Note that this simulator theory was developed in regard to base models. Instruct- or RL-tuned models have been modified to simulate more specific worlds, often worlds where an "Assistant" character is interacting with a "User." The theory still applies, but you'll have to account for the dialogue-based world that the model expects.

The art of crafting prompts

A seed, though small, contains all the information to grow into a tree. Similarly, your prompt contains all the information necessary for the model to simulate a world. That information can be transmitted through several channels.

Explicit information

The most obvious way to include information about a world is, well, to include it! Just declare the information directly in the prompt itself.

The bowling ball sat atop the ladder.

Implicit information

Of course, that explicit information also comes with connotations. A bowling ball usually doesn't sit atop a ladder, at least not for long. This is another channel you can use to tell your model about the world. We can increase the likelihood that the ball will fall without explicitly telling the model to do that, by modifying the verb we choose:

The bowling ball balanced precariously atop the ladder.

Shadow information

A weird thing about language models is that the inclusion of any word brings implicit information, even if we negate the actual concept itself. This "shadow" information can cause unpredictable behavior, so it's hard to use it well. Nonetheless it's an important thing to consider, if only to avoid possible bad outcomes. It is often better to phrase your prompt in a positive explicit manner, rather than trying to negate an undesirable word or phrase.

Compare the following two prompts:

The bowling ball balanced, NOT precariously, atop the ladder.

The bowling ball balanced, securely, atop the ladder.

The former contains shadow information. It implies that maybe the ball should be balanced precariously, that such is the natural state of things. People might get hurt and it is surprising that they don't. In the latter prompt, the possible fall is less salient, as we know the ball to be securely balanced.

Metatextual information

Another channel through which we can shape the simulation is through aspects of the text itself, rather than the world it describes. Voice, style, genre tropes, even formatting can have an effect on the model's predictions.

Even the choice of one word can affect the entire world downstream:

The door lensed open.

The door creaked open.

The two sentences have the same effect "in-world", but the connotations they bring change the scene entirely.

Proxied information

Proxy prompting is a special case of implied information, where you use a "proxy" character or situation to point to information that you want included in the resulting text. For example, you might want your model to reveal its knowledge of a specific domain. A simple instruction might not access the actual depths of knowledge in the model, because the "average" piece of text in the training data is not specialist knowledge.

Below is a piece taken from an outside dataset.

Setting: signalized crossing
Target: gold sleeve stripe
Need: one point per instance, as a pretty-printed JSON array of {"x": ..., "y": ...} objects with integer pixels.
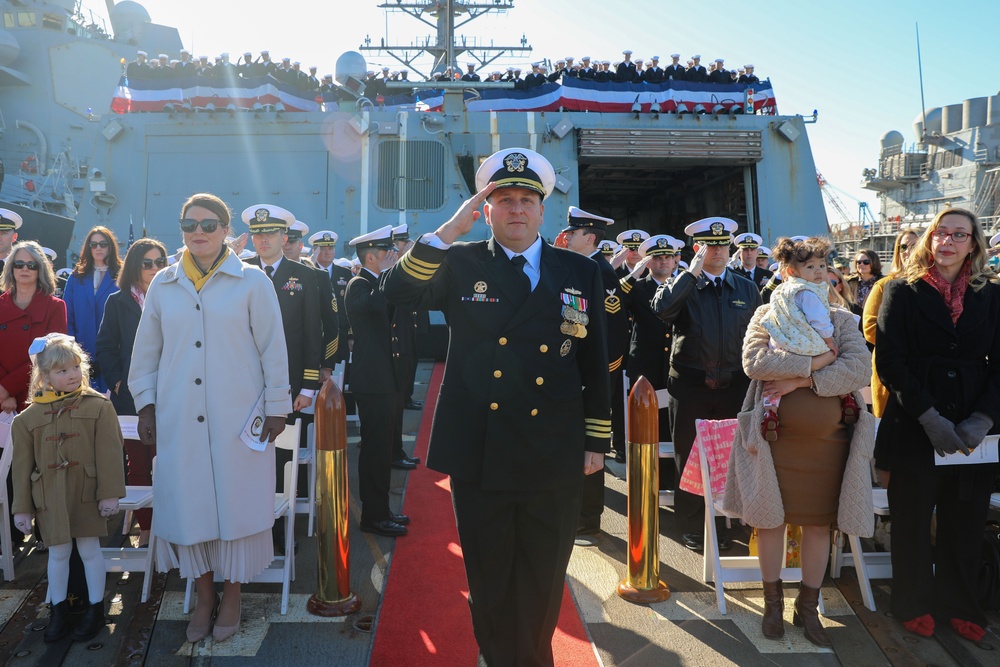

The following is a conversation between Adam and Beth. A: I wonder if an octopus can change its color. B:

The following is a conversation between Adam and Beth. Beth is a marine biologist who did her doctorate on the noble octopus. A: I wonder if an octopus can change its color. B:

Sculpting possibility

As we have seen , every word in your prompt tells the model about the world you are trying to simulate. In this way prompting is an art like sculpting: you start with a block of pure possibility and chisel it down to a certain set of possible worlds with every token.

Every word you add to your prompt is a constraint on the possible worlds that the model can simulate. The more words you add, the more constrained the simulation becomes. This can be good for producing more coherent text, but it can also lead to less interesting or intelligent responses.

The trick is to find the right balance between coherence and creativity. You want to give the model enough information to produce coherent text, but not so much that it can't surprise you.